Improve performance of Object.is
#
And one last issue that also originated in Node land. It turns out that Object.is(x,-0)
is a very elegant way to check whether an arbitrary value is minus zero, which is useful in several cases, for example when you want to print -0
as "-0"
instead of "0"
(which is what the ToString
operation yields otherwise).
Unfortunately Object.is
was previously implemented as C++ builtin, despite having all the logic for a fast CodeStubAssembler
based version in place already. Also TurboFan didn't really know anything about Object.is
, not even for the fairly simple cases where one side is statically known to be -0
or NaN
(the interesting cases), or where both inputs refer to the same SSA value, which can be constant-folded to true
easily since Object.is
identifies NaN
s (in contrast to strict equality).
As mentioned we had all the building blocks in place to handle Object.is
in a fast way, so it was merely an exercise in porting the existing implementation and hooking it up to TurboFan.
So performance of Object.is
improved by up to 14x since Chrome 58, and starting with Chrome 63 and/or Node 9, it should be fine performance-wise to use Object.is
, especially for the edge case checks, i.e. checking for -0
or checking for NaN
.
Conclusion #
Congratulations, you made it through the whole blog post! 😉 No you won't get cookies, sorry...

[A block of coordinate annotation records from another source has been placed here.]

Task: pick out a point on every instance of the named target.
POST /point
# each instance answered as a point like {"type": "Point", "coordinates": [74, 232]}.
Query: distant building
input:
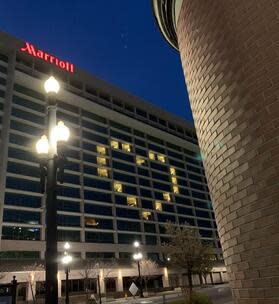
{"type": "Point", "coordinates": [131, 167]}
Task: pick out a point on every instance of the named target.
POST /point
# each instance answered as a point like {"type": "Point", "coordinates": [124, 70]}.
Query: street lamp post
{"type": "Point", "coordinates": [50, 162]}
{"type": "Point", "coordinates": [137, 257]}
{"type": "Point", "coordinates": [66, 260]}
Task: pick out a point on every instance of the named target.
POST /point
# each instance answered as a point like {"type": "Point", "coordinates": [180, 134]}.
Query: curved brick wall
{"type": "Point", "coordinates": [230, 55]}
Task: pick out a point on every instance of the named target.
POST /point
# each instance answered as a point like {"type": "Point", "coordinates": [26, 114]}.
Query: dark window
{"type": "Point", "coordinates": [15, 125]}
{"type": "Point", "coordinates": [128, 226]}
{"type": "Point", "coordinates": [95, 137]}
{"type": "Point", "coordinates": [28, 92]}
{"type": "Point", "coordinates": [160, 176]}
{"type": "Point", "coordinates": [68, 192]}
{"type": "Point", "coordinates": [16, 199]}
{"type": "Point", "coordinates": [156, 148]}
{"type": "Point", "coordinates": [200, 195]}
{"type": "Point", "coordinates": [144, 182]}
{"type": "Point", "coordinates": [120, 126]}
{"type": "Point", "coordinates": [184, 211]}
{"type": "Point", "coordinates": [142, 171]}
{"type": "Point", "coordinates": [23, 169]}
{"type": "Point", "coordinates": [122, 156]}
{"type": "Point", "coordinates": [68, 235]}
{"type": "Point", "coordinates": [29, 104]}
{"type": "Point", "coordinates": [94, 127]}
{"type": "Point", "coordinates": [150, 240]}
{"type": "Point", "coordinates": [124, 177]}
{"type": "Point", "coordinates": [28, 116]}
{"type": "Point", "coordinates": [121, 200]}
{"type": "Point", "coordinates": [158, 167]}
{"type": "Point", "coordinates": [22, 184]}
{"type": "Point", "coordinates": [97, 196]}
{"type": "Point", "coordinates": [165, 217]}
{"type": "Point", "coordinates": [139, 142]}
{"type": "Point", "coordinates": [123, 167]}
{"type": "Point", "coordinates": [20, 233]}
{"type": "Point", "coordinates": [125, 238]}
{"type": "Point", "coordinates": [20, 254]}
{"type": "Point", "coordinates": [98, 223]}
{"type": "Point", "coordinates": [120, 136]}
{"type": "Point", "coordinates": [96, 183]}
{"type": "Point", "coordinates": [201, 213]}
{"type": "Point", "coordinates": [203, 223]}
{"type": "Point", "coordinates": [128, 213]}
{"type": "Point", "coordinates": [146, 204]}
{"type": "Point", "coordinates": [183, 200]}
{"type": "Point", "coordinates": [151, 228]}
{"type": "Point", "coordinates": [68, 206]}
{"type": "Point", "coordinates": [161, 186]}
{"type": "Point", "coordinates": [20, 216]}
{"type": "Point", "coordinates": [68, 220]}
{"type": "Point", "coordinates": [93, 116]}
{"type": "Point", "coordinates": [98, 237]}
{"type": "Point", "coordinates": [97, 209]}
{"type": "Point", "coordinates": [145, 192]}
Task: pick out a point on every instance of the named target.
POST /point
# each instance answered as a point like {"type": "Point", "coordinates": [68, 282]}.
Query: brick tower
{"type": "Point", "coordinates": [230, 56]}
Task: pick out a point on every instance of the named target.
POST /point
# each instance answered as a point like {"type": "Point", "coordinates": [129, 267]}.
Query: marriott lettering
{"type": "Point", "coordinates": [31, 50]}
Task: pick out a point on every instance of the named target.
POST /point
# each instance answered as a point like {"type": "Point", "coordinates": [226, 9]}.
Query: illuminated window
{"type": "Point", "coordinates": [132, 201]}
{"type": "Point", "coordinates": [161, 158]}
{"type": "Point", "coordinates": [102, 172]}
{"type": "Point", "coordinates": [158, 205]}
{"type": "Point", "coordinates": [117, 187]}
{"type": "Point", "coordinates": [114, 144]}
{"type": "Point", "coordinates": [166, 196]}
{"type": "Point", "coordinates": [146, 215]}
{"type": "Point", "coordinates": [175, 189]}
{"type": "Point", "coordinates": [151, 155]}
{"type": "Point", "coordinates": [101, 150]}
{"type": "Point", "coordinates": [91, 222]}
{"type": "Point", "coordinates": [172, 171]}
{"type": "Point", "coordinates": [101, 161]}
{"type": "Point", "coordinates": [140, 161]}
{"type": "Point", "coordinates": [126, 147]}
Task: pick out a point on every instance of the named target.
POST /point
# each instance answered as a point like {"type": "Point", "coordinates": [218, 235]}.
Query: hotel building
{"type": "Point", "coordinates": [131, 168]}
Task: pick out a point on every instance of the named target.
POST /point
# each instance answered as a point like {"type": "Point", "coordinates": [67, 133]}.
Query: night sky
{"type": "Point", "coordinates": [116, 40]}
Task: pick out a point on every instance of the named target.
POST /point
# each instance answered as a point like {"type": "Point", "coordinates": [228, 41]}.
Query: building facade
{"type": "Point", "coordinates": [229, 53]}
{"type": "Point", "coordinates": [131, 167]}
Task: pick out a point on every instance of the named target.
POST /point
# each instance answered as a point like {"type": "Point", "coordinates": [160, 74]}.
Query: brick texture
{"type": "Point", "coordinates": [230, 55]}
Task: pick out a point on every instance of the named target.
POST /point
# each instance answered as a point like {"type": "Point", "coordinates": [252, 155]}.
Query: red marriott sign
{"type": "Point", "coordinates": [31, 50]}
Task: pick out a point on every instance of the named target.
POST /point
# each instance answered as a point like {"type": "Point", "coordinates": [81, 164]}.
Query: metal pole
{"type": "Point", "coordinates": [51, 211]}
{"type": "Point", "coordinates": [67, 300]}
{"type": "Point", "coordinates": [140, 281]}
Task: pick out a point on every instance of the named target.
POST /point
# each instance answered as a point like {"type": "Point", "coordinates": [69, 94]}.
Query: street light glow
{"type": "Point", "coordinates": [42, 145]}
{"type": "Point", "coordinates": [137, 256]}
{"type": "Point", "coordinates": [60, 132]}
{"type": "Point", "coordinates": [51, 85]}
{"type": "Point", "coordinates": [67, 259]}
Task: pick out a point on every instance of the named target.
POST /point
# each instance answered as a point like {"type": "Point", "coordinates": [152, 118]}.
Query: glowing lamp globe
{"type": "Point", "coordinates": [42, 145]}
{"type": "Point", "coordinates": [52, 85]}
{"type": "Point", "coordinates": [60, 132]}
{"type": "Point", "coordinates": [67, 259]}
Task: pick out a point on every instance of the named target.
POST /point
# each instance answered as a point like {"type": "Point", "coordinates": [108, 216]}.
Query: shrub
{"type": "Point", "coordinates": [200, 298]}
{"type": "Point", "coordinates": [197, 298]}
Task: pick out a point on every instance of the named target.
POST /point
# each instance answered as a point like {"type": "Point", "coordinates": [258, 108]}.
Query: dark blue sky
{"type": "Point", "coordinates": [116, 40]}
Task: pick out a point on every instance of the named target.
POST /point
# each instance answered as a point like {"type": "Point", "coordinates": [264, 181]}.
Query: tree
{"type": "Point", "coordinates": [93, 270]}
{"type": "Point", "coordinates": [33, 274]}
{"type": "Point", "coordinates": [187, 251]}
{"type": "Point", "coordinates": [148, 269]}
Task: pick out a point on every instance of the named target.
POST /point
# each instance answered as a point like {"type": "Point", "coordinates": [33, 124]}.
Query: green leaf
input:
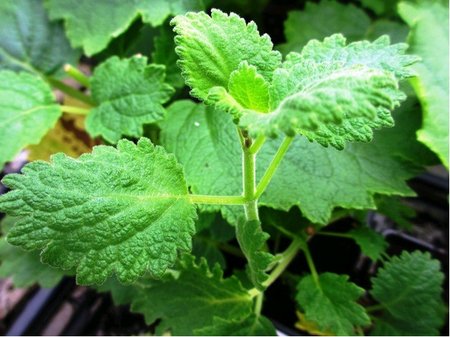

But joking aside, these are exciting times. We had been busy with working on the long-term architectural changes around Ignition and TurboFan - by the way I'll be giving a talk at JS Kongress this year titled "A Tale of TurboFan: Four years that changed V8 forever" - and now we're finally back in a state where we can move quickly and improve performance by just closing the gaps. I feel like JavaScript has a bright future.